O carnaval do subúrbio, no entanto, nunca deixou de acontecer – e mesmo dentro do momento de ruptura da ordem típica do momento, nunca deixou de ser malvisto por parte da elite e da imprensa. E um dos grandes polos da festa na periferia do Rio de Janeiro sempre foi o bairro de Santa Cruz, que tinha icônicos cordões de mascarados.
Em 1930, em Santa Cruz, o governo Vargas decidiu construir o Hangar do Zeppelin na região. Um zepelim é uma espécie de dirigível alemão, com mais de 200 metros de comprimento, e o hangar seria como um aeroporto para o seu pouso. Para uma obra desse tamanho, muitos alemães acabaram vindo morar na Zona Oeste do Rio de Janeiro. E, por aqui, descobriram o nosso carnaval.
Ocorre que os alemães também possuem o carnaval deles, o “Fastnacht”, no qual, nas guildas de tolo, é comum se fantasiarem de palhaços mascarados, usando como “arma” uma maça feita não de metal, mas de bexiga de porco – como os bobos da corte faziam na idade média.
Durante 100 anos, a economia de Santa Cruz girou em torno do Matadouro Público, instalado no bairro no fim do século XIX. Subproduto do abate do gado, as bexigas de boi serviram perfeitamente para fazer as versões brasileiras da brincadeira germânica.
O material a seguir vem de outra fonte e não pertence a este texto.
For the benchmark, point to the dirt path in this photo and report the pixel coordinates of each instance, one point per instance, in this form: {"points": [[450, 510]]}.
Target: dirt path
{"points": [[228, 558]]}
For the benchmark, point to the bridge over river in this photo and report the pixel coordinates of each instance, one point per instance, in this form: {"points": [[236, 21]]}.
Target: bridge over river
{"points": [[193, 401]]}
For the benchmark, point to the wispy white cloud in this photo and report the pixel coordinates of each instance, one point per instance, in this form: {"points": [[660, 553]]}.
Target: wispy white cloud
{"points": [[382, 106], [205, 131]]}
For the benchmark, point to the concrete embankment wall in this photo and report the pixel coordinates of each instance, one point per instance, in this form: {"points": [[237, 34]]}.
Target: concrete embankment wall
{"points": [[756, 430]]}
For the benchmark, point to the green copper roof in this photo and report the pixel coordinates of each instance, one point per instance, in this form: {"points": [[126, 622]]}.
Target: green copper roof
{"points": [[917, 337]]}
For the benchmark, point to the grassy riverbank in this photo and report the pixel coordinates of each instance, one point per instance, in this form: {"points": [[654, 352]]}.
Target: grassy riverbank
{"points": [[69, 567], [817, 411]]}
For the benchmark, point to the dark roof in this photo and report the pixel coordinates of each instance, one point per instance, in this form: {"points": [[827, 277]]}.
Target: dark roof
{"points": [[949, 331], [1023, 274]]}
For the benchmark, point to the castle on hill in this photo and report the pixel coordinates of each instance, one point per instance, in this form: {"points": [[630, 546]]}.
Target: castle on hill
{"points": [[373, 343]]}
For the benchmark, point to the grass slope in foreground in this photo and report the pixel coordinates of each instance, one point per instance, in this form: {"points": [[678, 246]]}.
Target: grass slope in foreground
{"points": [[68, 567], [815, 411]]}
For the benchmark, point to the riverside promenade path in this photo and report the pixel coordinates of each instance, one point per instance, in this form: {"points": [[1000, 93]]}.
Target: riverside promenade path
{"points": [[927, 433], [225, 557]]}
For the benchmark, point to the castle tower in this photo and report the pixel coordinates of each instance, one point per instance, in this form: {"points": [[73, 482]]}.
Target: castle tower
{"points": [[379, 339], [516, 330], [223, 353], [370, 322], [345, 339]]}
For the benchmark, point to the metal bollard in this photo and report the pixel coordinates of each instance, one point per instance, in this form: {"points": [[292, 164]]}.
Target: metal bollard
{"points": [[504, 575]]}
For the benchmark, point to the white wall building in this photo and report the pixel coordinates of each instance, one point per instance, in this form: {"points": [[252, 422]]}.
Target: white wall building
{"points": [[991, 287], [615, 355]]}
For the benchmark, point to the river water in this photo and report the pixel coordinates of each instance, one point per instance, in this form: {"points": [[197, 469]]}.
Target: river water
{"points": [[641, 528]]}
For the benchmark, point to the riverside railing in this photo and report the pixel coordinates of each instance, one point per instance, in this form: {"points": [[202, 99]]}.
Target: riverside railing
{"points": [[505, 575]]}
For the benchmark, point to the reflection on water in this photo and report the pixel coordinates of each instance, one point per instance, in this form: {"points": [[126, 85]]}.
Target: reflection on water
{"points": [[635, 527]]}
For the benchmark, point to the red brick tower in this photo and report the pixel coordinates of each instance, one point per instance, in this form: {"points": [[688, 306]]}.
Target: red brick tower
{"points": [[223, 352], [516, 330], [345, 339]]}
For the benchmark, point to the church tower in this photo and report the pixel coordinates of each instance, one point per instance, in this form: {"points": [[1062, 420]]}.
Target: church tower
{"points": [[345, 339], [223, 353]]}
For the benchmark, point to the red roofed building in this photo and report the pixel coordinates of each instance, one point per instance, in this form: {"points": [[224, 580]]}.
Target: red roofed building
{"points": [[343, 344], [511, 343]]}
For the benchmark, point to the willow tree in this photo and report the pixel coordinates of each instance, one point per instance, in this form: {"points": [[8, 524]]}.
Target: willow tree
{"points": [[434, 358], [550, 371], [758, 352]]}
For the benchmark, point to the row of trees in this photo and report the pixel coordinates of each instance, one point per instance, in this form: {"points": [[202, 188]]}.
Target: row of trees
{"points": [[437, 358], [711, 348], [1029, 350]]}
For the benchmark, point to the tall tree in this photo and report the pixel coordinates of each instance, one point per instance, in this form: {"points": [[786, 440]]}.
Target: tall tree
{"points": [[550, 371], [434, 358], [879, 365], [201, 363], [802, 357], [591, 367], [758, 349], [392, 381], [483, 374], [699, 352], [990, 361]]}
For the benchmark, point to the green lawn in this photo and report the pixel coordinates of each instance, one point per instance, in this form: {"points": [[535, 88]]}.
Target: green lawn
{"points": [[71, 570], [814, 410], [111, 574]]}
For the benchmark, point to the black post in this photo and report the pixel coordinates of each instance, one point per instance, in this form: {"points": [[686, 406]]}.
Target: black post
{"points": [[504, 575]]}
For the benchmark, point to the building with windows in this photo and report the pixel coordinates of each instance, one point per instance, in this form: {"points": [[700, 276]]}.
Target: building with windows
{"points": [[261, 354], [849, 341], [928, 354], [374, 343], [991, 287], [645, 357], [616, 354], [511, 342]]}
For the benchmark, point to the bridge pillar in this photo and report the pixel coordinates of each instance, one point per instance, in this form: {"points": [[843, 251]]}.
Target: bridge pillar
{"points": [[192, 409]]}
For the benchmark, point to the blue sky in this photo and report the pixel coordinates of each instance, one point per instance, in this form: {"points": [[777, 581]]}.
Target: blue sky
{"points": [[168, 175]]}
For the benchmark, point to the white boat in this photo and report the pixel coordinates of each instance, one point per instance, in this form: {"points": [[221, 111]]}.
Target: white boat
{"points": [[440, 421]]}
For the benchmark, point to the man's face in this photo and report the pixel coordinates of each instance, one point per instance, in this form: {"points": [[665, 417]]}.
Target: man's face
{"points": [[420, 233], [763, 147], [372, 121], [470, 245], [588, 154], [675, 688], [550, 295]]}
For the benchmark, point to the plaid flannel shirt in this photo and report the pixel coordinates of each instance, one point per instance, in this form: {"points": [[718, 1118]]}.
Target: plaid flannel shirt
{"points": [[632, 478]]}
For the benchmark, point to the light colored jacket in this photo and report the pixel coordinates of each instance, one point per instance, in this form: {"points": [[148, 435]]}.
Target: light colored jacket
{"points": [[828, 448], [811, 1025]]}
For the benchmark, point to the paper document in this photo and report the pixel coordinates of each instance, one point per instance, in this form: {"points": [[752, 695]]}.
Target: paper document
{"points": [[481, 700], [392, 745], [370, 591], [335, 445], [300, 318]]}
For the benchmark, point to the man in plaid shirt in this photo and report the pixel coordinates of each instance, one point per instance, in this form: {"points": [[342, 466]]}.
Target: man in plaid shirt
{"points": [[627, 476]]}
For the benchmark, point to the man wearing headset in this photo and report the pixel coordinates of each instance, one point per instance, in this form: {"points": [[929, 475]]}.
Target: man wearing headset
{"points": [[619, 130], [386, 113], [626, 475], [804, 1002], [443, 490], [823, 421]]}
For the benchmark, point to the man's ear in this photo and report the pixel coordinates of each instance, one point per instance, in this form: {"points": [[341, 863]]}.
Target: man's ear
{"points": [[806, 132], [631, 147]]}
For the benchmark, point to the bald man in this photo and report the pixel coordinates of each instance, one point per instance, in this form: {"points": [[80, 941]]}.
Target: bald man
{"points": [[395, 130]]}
Hoje, as bolas são feitas de plástico, mas, por muito tempo, a bexiga seca impregnava o ar das casas dos foliões.
Os alemães também incorporaram outro elemento importante: a máscara feita com um telado de arame. Com ele, era possível usar uma máscara sem necessidade de furos para olhos ou respiração.
A brincadeira se transformou consideravelmente ao longo dos anos. Hoje, o mais próximo dessa versão retrô do festeiro é chamado de “Bate-Bola Pirulito”, com fantasias individuais que lembram um macacão clássico de palhaço. Mas o mais comum atualmente é que os Bate-Bolas se reúnam em turmas, como uma agremiação.
Ao longo de todo o ano, as pessoas pagam uma mensalidade para custear a festa, as fantasias e os adereços que são sempre temáticos e renovados ano após ano: desenhos animados, histórias em quadrinho, filmes, eventos históricos… tudo pode servir de inspiração. Para completar, cada turma encomenda também um funk para servir de trilha sonora para sua saída.
Durante muito tempo, como acontece com todas as manifestações culturais da periferia, o Bate-Bola foi vinculado à violência. Para tentar se desvincular dessa ideia, alguns grupos acabaram desistindo de sair com a clássica bexiga e passaram a usar outros adereços nas mãos, como bichinhos de pelúcia ou sombrinhas. Ainda assim, a tradição permanece cada vez mais viva.
BATE BOLA
Pontos de Força: 3
Pontos de Vida: 2
Tipo: Gente
Elemento: Fogo
Habilidade:
Quando esta carta é invocada, você pode, excepcionalmente, invocar uma segunda carta Gente.
Efeito: Dobradinha
Citação: "Duvido encontrar uma criança, no subúrbio, que não se pelava de medo de um Clóvis."
Artista: Mayara Lista
Fontes
– GAMBA JUNIOR, Nilton; Silva, Priscila Andrade. Bate-bolas: rastros materiais de rupturas históricas nas fantasias dos mascarados cariocas. Estudos em Design, v. 28, n. 1, p. 92-105, 2020.
– PEREIRA, Aline Gualda. Tramas simbólicas: a dinâmica das turmas de bate-bolas do Rio de Janeiro. Dissertação (mestrado). Programa de Pós-Graduação em Artes. UERJ, 2008.
– SANTOS, Luiz Gustavo de Lacerda. Entre memórias narradas e vividas: a cultura dos bate-bolas de Marechal Hermes. 2021. 237 f. Tese (Doutorado) – Faculdade de Comunicação Social, Universidade do Estado do Rio de Janeiro, Rio de Janeiro, 2021.
– SOIHET, Rachel. A Subversão pelo Riso: Estudos sobre o Carnaval Carioca, da Belle Époque ao Tempo de Vargas. Rio de Janeiro: Edufu, 2008.